Will Vermont small businesses stand for an arbitrary, discriminatory policy? I predict not.

Writing in BustleJoanna Rothkopf outlines the looming legal war. And that's all it is, a money grab. California's similar effort, the failed Proposition 37, was written by trial attorney, James Wheaton, the guy who got rich fooling voters into enacting a weird, useless bit of lawsuit-bait called Proposition 65 that requires virtually every business in California to post a sign saying they may give you cancer. Dr. Steve Savage on Science 2.0 made 6 cases for why it was bad policy in California and they apply even more in Vermont.

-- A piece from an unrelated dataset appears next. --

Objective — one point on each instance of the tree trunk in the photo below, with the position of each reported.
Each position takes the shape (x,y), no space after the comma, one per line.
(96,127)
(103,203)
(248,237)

The verbage in the Vermont bill is so similar to Prop 37 that it might as well have been copied and pasted. Just like in California, Vermont invented a new definition of 'natural'. If it's been "processed", it is not natural.

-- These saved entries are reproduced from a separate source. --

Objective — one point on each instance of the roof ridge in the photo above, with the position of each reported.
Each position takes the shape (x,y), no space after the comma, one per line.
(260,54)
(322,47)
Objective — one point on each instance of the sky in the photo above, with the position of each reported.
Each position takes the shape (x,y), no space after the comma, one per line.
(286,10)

You know what is suddenly not 'natural' in Vermont? Organic bread, even if it contains organic yeast, wheat, holistic water and a free-range egg. Because the wheat was milled and that is a process.  It's still organic, it's just not natural. How can something be unnatural and organic at the same time? Welcome to Vermont, where they also argued that mandatory GMO labeling is a free speech issue. 

I'm not criticizing Vermont for this, really. There is a reason why Vermont citizens voted in Bernie Sanders and also will cheer for something like this. They are wacky and contrarian. There's a reason why when Vermont holds a presidential primary, the nation looks to...anywhere else. They could be voting for Zeus as far as we know. But I like that about Vermont the same way I like Texas and California for various crazy cultural things.  

However, their leaders have sold them a bill of goods drafted by the $29 billion organic food industry, and when word gets out that this was written to make food more expensive in order to give one particular process a financial subsidy, Vermont voters are going to start throwing politicians out, and bad laws too. That's just the way they are.